Preliminary phase, reviewed documentation, and analysis

For the purpose of issuing this opinion, the Committee received complete and timely information from the Company's General Counsel and was provided with a comprehensive explanation regarding the terms of the termination during the meetings held on May 9 and May 21, 2025.

Having received complete and timely information regarding the Transaction and concluded the preliminary phase, the Committee was therefore called upon in today's meeting to express its assessments concerning the Transaction itself.

With reference to Aeffe's interest in carrying out the Transaction, as well as the convenience and substantive fairness of its terms, the Committee first notes that Ferrim USA agreed to grant Aeffe Group early termination of the lease without requesting any penalties or compensation of any kind.

Furthermore, the Committee observes that the six floors of the property subject to the Agreement, located in New York at 30 West 56th Street and 452 West Broadway, following the relocation of sales campaigns to Milan and Paris and considering the reduction in human resources at Aeffe Group, are oversized relative to the company's needs. Consequently, the company has sought an alternative solution and identified a suitable space on the fifth floor of 394 Broadway.
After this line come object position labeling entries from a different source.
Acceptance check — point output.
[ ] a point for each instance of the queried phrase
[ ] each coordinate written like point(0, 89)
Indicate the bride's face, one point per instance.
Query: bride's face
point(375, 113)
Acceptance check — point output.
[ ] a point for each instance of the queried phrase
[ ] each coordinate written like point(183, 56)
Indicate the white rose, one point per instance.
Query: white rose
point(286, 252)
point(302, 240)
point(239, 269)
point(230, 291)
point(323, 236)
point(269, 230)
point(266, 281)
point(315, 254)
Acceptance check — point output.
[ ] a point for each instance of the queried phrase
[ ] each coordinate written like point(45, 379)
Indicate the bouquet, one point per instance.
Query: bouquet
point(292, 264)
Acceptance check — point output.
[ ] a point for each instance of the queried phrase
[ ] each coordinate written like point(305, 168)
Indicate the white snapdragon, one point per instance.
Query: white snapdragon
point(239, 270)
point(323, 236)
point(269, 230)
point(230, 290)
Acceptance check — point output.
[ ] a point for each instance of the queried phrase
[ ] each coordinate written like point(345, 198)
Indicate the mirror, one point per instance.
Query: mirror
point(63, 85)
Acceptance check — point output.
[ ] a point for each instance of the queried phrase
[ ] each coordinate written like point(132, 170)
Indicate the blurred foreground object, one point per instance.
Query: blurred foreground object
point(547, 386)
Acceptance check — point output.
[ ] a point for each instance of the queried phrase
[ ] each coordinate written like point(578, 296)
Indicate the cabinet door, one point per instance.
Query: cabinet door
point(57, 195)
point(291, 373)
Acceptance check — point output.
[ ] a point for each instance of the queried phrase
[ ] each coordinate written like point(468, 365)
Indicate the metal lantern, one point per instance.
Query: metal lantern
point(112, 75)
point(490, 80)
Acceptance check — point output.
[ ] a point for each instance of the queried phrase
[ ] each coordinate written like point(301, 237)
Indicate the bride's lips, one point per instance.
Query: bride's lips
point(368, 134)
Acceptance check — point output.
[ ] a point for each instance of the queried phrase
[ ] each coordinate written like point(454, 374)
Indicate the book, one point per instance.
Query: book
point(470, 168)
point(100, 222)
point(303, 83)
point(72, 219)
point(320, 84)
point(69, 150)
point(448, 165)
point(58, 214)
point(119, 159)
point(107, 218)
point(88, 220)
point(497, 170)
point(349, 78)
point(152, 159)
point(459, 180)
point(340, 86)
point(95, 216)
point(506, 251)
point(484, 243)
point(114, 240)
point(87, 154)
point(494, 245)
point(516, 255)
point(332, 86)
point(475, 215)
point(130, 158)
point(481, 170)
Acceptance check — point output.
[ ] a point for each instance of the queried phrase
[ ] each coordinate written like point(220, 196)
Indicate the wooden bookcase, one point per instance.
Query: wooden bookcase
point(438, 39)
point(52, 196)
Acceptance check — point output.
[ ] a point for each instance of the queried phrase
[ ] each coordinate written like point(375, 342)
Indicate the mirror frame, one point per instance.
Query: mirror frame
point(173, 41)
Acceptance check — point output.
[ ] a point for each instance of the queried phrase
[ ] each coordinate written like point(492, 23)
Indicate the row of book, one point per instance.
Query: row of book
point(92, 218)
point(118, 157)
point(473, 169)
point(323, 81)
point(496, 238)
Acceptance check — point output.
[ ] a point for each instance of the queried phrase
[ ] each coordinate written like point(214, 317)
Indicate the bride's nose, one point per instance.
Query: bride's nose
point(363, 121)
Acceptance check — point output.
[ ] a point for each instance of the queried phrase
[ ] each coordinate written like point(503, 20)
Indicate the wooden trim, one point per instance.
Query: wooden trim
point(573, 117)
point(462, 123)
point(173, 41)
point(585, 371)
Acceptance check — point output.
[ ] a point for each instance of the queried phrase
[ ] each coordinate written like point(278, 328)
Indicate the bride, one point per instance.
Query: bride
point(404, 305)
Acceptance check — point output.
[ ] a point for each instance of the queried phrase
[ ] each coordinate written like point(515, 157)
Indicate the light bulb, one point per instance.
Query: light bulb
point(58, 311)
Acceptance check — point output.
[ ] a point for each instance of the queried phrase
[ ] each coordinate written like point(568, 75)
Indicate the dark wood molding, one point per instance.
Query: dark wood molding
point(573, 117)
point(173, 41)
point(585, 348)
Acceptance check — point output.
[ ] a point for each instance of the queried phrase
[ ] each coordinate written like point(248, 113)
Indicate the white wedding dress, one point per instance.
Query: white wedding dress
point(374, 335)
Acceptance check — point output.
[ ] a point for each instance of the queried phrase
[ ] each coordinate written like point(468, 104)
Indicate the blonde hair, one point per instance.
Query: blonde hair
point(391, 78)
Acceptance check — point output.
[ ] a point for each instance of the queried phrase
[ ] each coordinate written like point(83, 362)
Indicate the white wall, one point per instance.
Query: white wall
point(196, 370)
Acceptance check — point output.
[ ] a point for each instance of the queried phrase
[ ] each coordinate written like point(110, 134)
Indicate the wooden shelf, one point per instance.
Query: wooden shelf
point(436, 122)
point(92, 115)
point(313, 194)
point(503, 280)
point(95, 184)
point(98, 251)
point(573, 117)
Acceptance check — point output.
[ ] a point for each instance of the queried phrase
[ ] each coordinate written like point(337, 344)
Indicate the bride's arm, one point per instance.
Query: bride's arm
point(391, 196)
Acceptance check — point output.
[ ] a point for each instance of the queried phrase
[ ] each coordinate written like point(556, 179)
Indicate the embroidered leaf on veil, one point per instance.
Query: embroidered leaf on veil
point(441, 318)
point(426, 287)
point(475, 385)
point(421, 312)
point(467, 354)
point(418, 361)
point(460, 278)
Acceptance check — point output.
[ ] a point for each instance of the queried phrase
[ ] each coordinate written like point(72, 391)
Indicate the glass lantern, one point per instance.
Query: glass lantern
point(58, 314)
The rent for this space ranges from USD 223,000 per year in the first year, increasing to USD 265,400 annually by 2030, and will be available starting June 1, 2025. The resulting cost savings for Aeffe Group will be approximately USD 600,000 per year (around USD 650,000 in the initial years).

Conclusions

IBased on the information receives, the Committee considers the Transaction to be in the interest of both Aeffe Group and Aeffe, economically convenient, and substantively appropriate.

In light of the foregoing, the Committee, unanimously

GIVES A FAVORABLE OPINION

On the interest in carrying out the Transaction, as well as on the convenience and substantive fairness of the related termssull'interesse al compimento dell'Operazione, nonché sulla convenienza e sulla correttezza sostanziale delle relative condizioni.

May 21, 2025

For the Control, Risks, and Sustainability Committee of Aeffe S.p.A.